My understanding of Hospice has grown in a way that has allowed me to look beyond the literalness of death. It has opened my eyes to accepting life the way it is and everything that comes along with it, even death. Hospice has shown me the difficulty physicians have with discussing the loss conversation as I also, at one point, could not see past the physical idea of one no longer existing in another’s life. Understanding how physicians have a hard time bridging the gap between sympathetically talking to a patient and being upfront is clearly apparent when doing Hospice work. For me, it was often difficult to even fathom having a conversation with someone who knew that the end was near. However, being a part of this program has enlightened me in numerous ways to the point where even I have become comfortable having this conversation with those closest to me.

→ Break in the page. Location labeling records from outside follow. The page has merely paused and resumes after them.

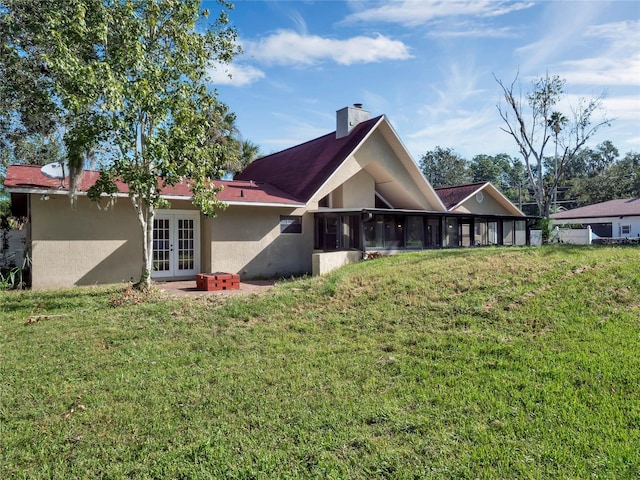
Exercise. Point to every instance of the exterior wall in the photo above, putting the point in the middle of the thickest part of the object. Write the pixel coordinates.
(324, 262)
(83, 245)
(376, 153)
(357, 192)
(247, 240)
(488, 206)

The prompt “Keeping Dr. Paul Kalanithi’s Voice Alive,” influenced me greatly. To see someone write about their experience in a way which can be understood by everyone gives hope to those who are blind to difficult topics. For someone like me who usually doesn’t feel comfortable openly talking about such heartfelt topics, knowing that a person can write about dying while he is on his death bed is eye-opening in so many ways. It gives hope to a world in which we aren’t afraid of that which is supposed to scare us the most. Accepting death as a part of life’s ups and downs makes it easier for those we love the most and even ourselves. It is not that we must not be afraid; it’s more that we must accept our fate as we go through this journey.
Needless to say, my emotional response to death and hospice has changed in an unimaginable way. Becoming more open to even the idea that people do not infinitely exist on this Earth has been the most difficult part. However, to be human, for me, is defined through an understanding that our purpose on Earth is not limited to just that. We have a greater purpose which goes beyond just living. Therefore, I have learned not to be sad when someone passes on because they are living a life aimed for a greater purpose. Hospice itself has shown me the journey one has through the happiest moments of lives and how to cherish these memories even long after one’s passing.